Teledentistry has been shown to be of benefit in several areas of clinical practice including, improving access to care, and improving clinical support to dentists of different specialties. In this systematic review published in the Journal of the American Medical Informatics Association aimed to “survey existing information on the use of telediagnosis in oral medicine.”1
There are two types of interactions that can be utilized by teledentistry, synchronous and asynchronous. Asynchronous teledentistry is described as gathering and storing information to be evaluated later, while synchronous teledentistry is interaction in real time (e.g., videoconference). In this systematic review asynchronous teledentistry was the primary method used in the studies included. Reportedly, asynchronous teledentistry is more convenient for the professionals as they do not have to be available in real time to collaborate.
Upon searching the literature, the authors identified 173 studies that fit the search criteria. After further review, 11 studies were included in the systematic review. Most were eliminated due to “non-original articles,” and “not on oral lesions.”
Teledentistry dates to 1994, with the first study conducted by the American Armed Forces. Since then, the number of studies has continually increased with most of the studies seemingly being done in the United States and very few in developing countries where teledentistry could be of great benefit.
According to the results from this systematic review, multiple professionals in varying areas of healthcare were utilized as case examiners. This included students and dental professionals, specialists and non-specialists, medical doctors, nurses, and nutritionists. This initiative to train multiple health care professionals to recognize oral lesions has been recommended by the World Health Organization to fight oral cancer through early detection.

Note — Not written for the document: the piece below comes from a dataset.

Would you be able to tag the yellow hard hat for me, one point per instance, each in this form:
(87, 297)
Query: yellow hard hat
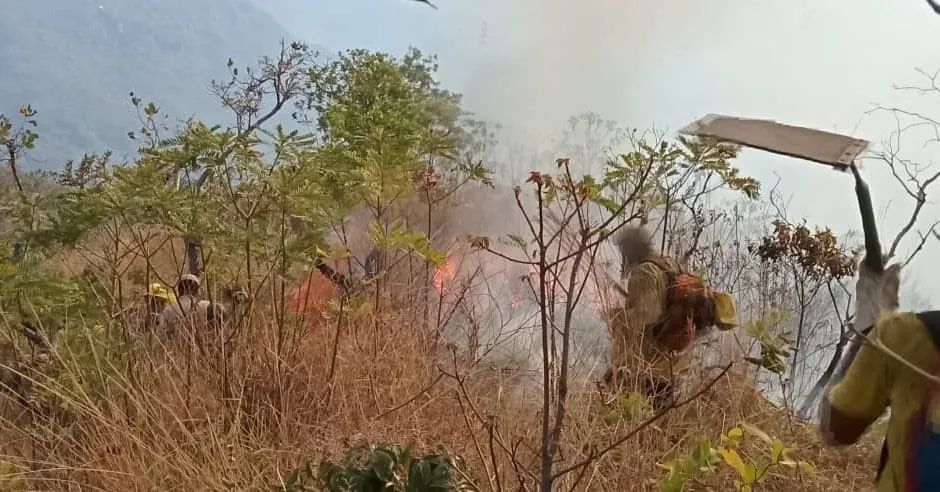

The ever-improving cameras on smartphones and other technology has improved the quality of images to better assess the oral lesions. Additionally, having more than one professional involved in the diagnostic process may increase the accuracy of oral lesion diagnosis.
In general patients are reporting great satisfaction regarding the use of teledentistry. Clinical dentists are also very satisfied with the use of teledentistry as it allows them to collaborate with specialists and provide better treatment and guidance for patients. One study included in the review indicated teledentistry could reduce health costs as well (Blomstrand et al).
Limitations identified by the authors was the heterogenicity of the methods in the studies included in this systematic review. As well as the lack of robust evidence leaving the need for further studies.
The authors conclude by stating, “Teledentistry can assist patients who need specialized diagnosis in dentistry and consultations with specialists in this area. So far, the studies show satisfactory agreement between presential and remote diagnosis using teledentistry, showing good acceptance by patients and professionals. However, studies with a more rigorous experimental design should be conducted in order to obtain results that can be generalized.”
- Flores APDC, Lazaro SA, Molina-Bastos CG, Guattini VLO, Umpierre RN, Gonçalves MR, arrard VC. Teledentistry in the diagnosis of oral lesions: A systematic review of the literature. J Am Med Inform Assoc. 2020 Jul 1;27(7):1166-1172. doi: 10.1093/jamia/ocaa069. PMID: 32568392; PMCID: PMC7647318.